Give the stakes, he might have been the only one in the house who wasn’t.
Coming one week after Burnaby South beat Kelowna in the semifinals of the Heritage Woods Kodiak Classic in Port Moody, Friday’s rematch — one marked by its massive shifts in momentum — proved just how much wiser and resilient two teams can become in just a week’s time.
Kelowna closed the first half on an 18-5 run capped by guard Malcolm Greggor’s near-buzzer-beating three for a 45-31 lead at intermission.
Yet there came the Rebels in the third quarter, pulling to within a point at 56-55 heading into the final frame, as Grade 11 guard Justin Sunga, and Grade 10 forward Karan Aujla dined on the Owls from both inside and out, combining to score 21 of the team’s 24 points.
Of course, in the grand tradition of the best marquee matchups, momentum was as fluid as the game’s fast-breaking nature.
Kelowna mounted a 15-3 run of its own to take a 76-63 lead with 2:26 left in the game, a run in which Taylor, the soon-to-be free-throw hero, hit a trio of three pointers, including two rattlers from the identical spot in the baseline corner.

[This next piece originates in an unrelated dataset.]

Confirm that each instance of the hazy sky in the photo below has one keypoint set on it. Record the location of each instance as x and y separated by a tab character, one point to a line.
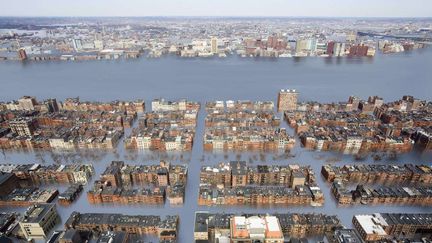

“That is a Grade 11 kid stepping up when he needs to, and with our team you can pick your poison,” said Owls head coach Harry Parmar of his 10-deep rotation. “We never know who is going to get it done.”
Yet just when it looked like a cinch for the Owls, Burnaby South peeled off a 14-0 run of its own, the last six points coming off interior baskets from Aujla to give the Rebels a 77-76 lead with 3.4 seconds left.
Taylor was fouled, however, and made the winning shots before Braden White of the Owls blocked a game-winning three-point attempt by the Rebels at the buzzer.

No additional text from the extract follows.